Mixed Doubles Champion 1998
The younger of the two Williams sisters made her first impact at Wimbledon in 1998, winning the mixed doubles title alongside Max Mirnyi. Few could imagine what she would go on to achieve. Missing the 1999 tournament because of injury, in 2000 Serena swept all the way to the semi-finals, only to fall foul of her sister Venus. In 2001, Jennifer Capriati was her conqueror, this time in the quarter-finals. Serena seemed to be going backwards. But all that changed in 2002. Arriving at Wimbledon on the back of her second Grand Slam title, at the French Open, Serena came past first Amelie Mauresmo and then sister Venus, winning the title without dropping a set. Taking the world No.1 ranking, she went on to complete 'the Serena Slam' - holding all four Grand Slam titles at once.

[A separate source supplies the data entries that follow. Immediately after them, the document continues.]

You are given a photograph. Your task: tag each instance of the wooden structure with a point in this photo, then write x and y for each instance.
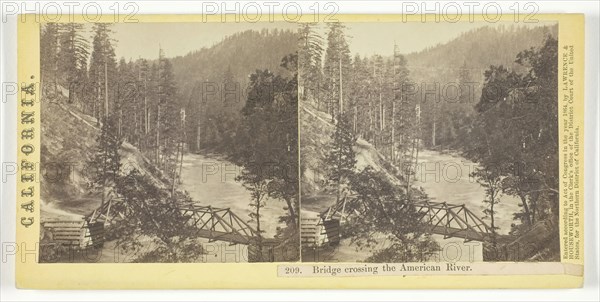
(449, 220)
(78, 234)
(214, 224)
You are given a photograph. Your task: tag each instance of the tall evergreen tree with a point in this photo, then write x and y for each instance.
(107, 161)
(73, 58)
(336, 68)
(310, 55)
(49, 48)
(341, 158)
(102, 73)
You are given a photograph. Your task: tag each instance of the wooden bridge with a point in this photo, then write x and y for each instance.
(214, 224)
(449, 220)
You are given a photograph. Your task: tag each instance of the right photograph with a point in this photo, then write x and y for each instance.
(426, 142)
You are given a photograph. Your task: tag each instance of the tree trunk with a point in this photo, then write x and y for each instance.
(526, 209)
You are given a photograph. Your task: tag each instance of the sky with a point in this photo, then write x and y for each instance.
(177, 39)
(142, 40)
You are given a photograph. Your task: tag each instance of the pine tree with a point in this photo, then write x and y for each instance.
(103, 70)
(341, 158)
(336, 68)
(107, 161)
(49, 48)
(73, 58)
(310, 54)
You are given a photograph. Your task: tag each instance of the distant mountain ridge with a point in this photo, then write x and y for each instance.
(477, 49)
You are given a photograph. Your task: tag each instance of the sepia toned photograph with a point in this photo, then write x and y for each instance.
(169, 142)
(429, 142)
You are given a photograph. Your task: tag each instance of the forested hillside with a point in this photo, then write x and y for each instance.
(136, 120)
(489, 95)
(213, 81)
(441, 69)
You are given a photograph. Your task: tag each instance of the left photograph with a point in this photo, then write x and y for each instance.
(169, 142)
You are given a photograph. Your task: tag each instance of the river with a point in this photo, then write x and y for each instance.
(444, 177)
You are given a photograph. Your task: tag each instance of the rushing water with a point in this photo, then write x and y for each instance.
(444, 177)
(210, 181)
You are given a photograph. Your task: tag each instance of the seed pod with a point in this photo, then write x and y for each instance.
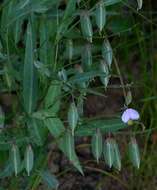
(69, 49)
(104, 69)
(15, 158)
(87, 57)
(96, 145)
(86, 26)
(62, 75)
(29, 159)
(117, 157)
(2, 118)
(80, 104)
(139, 3)
(109, 152)
(134, 153)
(100, 14)
(107, 52)
(73, 117)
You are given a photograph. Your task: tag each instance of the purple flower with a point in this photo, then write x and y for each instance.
(130, 115)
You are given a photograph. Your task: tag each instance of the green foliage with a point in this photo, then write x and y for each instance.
(51, 54)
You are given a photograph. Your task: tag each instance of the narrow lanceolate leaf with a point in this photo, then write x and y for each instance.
(73, 117)
(17, 30)
(29, 159)
(15, 159)
(134, 153)
(97, 145)
(69, 49)
(100, 15)
(86, 26)
(109, 152)
(52, 99)
(49, 179)
(117, 156)
(107, 52)
(2, 117)
(140, 3)
(104, 68)
(66, 144)
(44, 49)
(55, 126)
(70, 9)
(36, 130)
(29, 76)
(87, 57)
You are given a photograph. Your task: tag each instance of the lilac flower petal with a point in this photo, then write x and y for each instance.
(134, 115)
(130, 114)
(125, 116)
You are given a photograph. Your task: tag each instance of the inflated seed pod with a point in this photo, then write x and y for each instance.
(29, 159)
(15, 158)
(117, 156)
(134, 153)
(73, 117)
(139, 3)
(100, 15)
(104, 69)
(107, 52)
(109, 152)
(87, 57)
(69, 49)
(2, 118)
(86, 26)
(96, 145)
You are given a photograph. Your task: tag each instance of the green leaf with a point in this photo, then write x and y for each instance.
(55, 126)
(69, 49)
(86, 26)
(85, 77)
(36, 130)
(117, 156)
(29, 75)
(134, 153)
(109, 152)
(29, 159)
(111, 2)
(49, 179)
(100, 14)
(105, 125)
(87, 57)
(52, 99)
(7, 171)
(18, 30)
(104, 68)
(70, 9)
(96, 145)
(66, 144)
(73, 117)
(15, 158)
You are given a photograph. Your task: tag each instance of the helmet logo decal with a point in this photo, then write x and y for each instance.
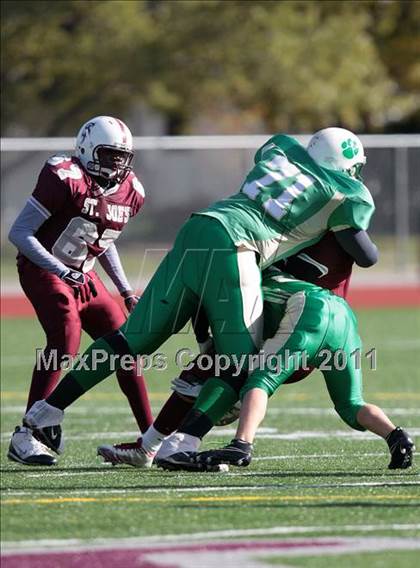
(86, 131)
(350, 148)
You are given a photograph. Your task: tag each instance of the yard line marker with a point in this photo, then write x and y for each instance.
(87, 409)
(209, 535)
(207, 499)
(212, 488)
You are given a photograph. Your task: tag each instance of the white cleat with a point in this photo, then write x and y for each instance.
(178, 442)
(26, 449)
(45, 421)
(131, 453)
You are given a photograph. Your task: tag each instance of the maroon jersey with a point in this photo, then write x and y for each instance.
(81, 219)
(325, 264)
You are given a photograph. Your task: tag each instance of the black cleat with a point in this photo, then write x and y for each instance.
(51, 436)
(237, 453)
(184, 461)
(401, 447)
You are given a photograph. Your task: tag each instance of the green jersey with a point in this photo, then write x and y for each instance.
(288, 202)
(277, 288)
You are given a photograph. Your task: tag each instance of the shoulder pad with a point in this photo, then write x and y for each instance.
(65, 167)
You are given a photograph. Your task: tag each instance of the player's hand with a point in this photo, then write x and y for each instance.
(130, 300)
(73, 278)
(82, 284)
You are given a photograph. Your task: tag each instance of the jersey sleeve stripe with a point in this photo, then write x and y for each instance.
(339, 228)
(121, 125)
(39, 207)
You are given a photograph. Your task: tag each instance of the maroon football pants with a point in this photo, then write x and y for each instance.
(63, 317)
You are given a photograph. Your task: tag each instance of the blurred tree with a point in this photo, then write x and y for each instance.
(395, 27)
(63, 61)
(292, 65)
(297, 65)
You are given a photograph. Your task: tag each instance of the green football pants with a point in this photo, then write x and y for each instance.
(204, 268)
(323, 327)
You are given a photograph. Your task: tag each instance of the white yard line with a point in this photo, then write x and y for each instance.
(263, 433)
(129, 542)
(200, 488)
(95, 410)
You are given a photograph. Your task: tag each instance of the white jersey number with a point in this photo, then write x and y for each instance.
(282, 170)
(71, 247)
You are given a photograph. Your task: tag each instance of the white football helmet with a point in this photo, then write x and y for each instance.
(337, 149)
(104, 146)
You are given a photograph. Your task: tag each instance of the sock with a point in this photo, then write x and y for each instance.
(152, 440)
(43, 383)
(241, 445)
(134, 388)
(172, 414)
(80, 380)
(215, 399)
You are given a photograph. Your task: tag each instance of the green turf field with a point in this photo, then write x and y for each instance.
(312, 475)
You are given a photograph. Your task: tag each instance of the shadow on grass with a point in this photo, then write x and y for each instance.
(333, 504)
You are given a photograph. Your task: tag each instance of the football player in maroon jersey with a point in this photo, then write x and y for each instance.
(79, 207)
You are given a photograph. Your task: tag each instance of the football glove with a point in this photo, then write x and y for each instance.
(73, 278)
(83, 286)
(130, 302)
(238, 453)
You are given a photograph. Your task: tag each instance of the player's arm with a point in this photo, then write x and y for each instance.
(111, 263)
(359, 246)
(22, 235)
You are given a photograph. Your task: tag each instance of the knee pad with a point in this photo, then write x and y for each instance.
(348, 414)
(118, 342)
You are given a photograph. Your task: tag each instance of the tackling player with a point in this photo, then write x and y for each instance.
(288, 201)
(303, 318)
(79, 207)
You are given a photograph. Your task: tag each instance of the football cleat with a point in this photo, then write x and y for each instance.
(44, 420)
(51, 436)
(185, 461)
(130, 453)
(178, 442)
(401, 447)
(237, 453)
(26, 449)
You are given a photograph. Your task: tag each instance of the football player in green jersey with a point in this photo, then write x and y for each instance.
(288, 201)
(303, 321)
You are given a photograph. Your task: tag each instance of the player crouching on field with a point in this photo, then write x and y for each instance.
(316, 322)
(78, 209)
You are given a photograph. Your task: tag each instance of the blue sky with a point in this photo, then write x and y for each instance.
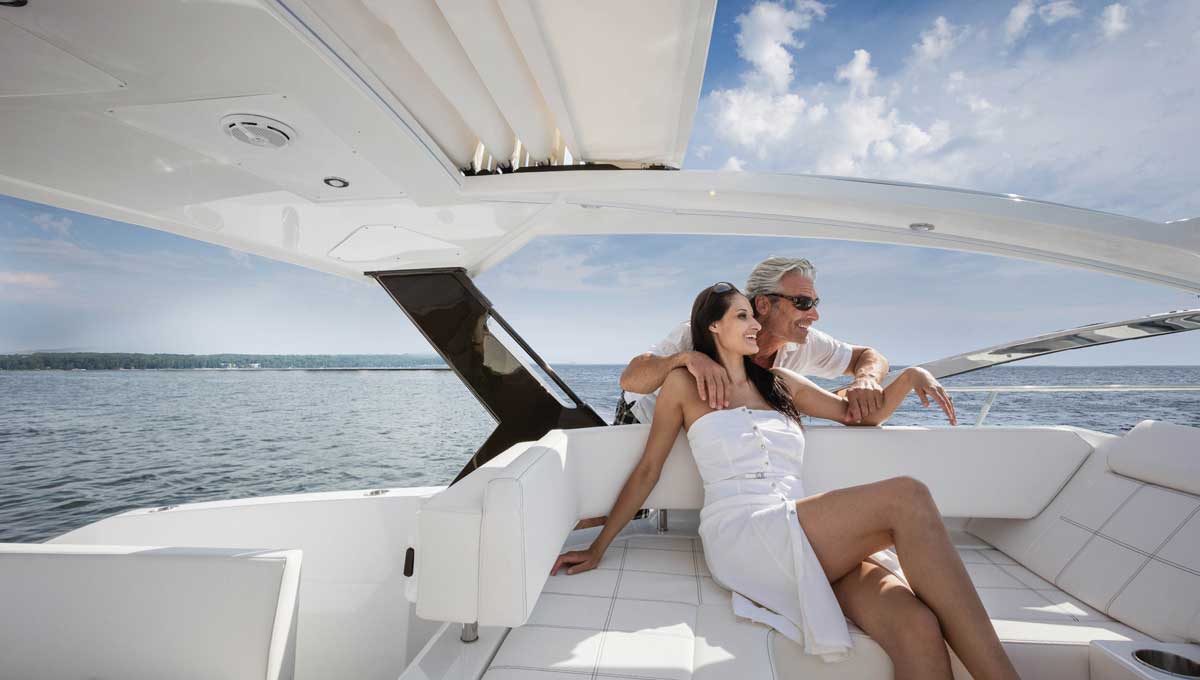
(1087, 103)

Having won Wimbledon again in 2003, Serena suffered a surprise loss to Maria Sharpova in the 2004 final, lost in the third round to Jill Craybas in 2005, and missed the 2006 tournament entirely. With rumours swirling about her absence from the game, Serena entered the 2007 Australian Open ranked just 81 in the world, and pulled off one of the performances of her career to win the title. Although her success in Melbourne did not translate to Wimbledon, exiting the tournament at the hands of Justine Henin, the following three years saw the Williams sisters reclaim their hold on the Venus Rosewater Dish. A finalist in 2008, Serena won back-to-back titles in 2009 and 2010.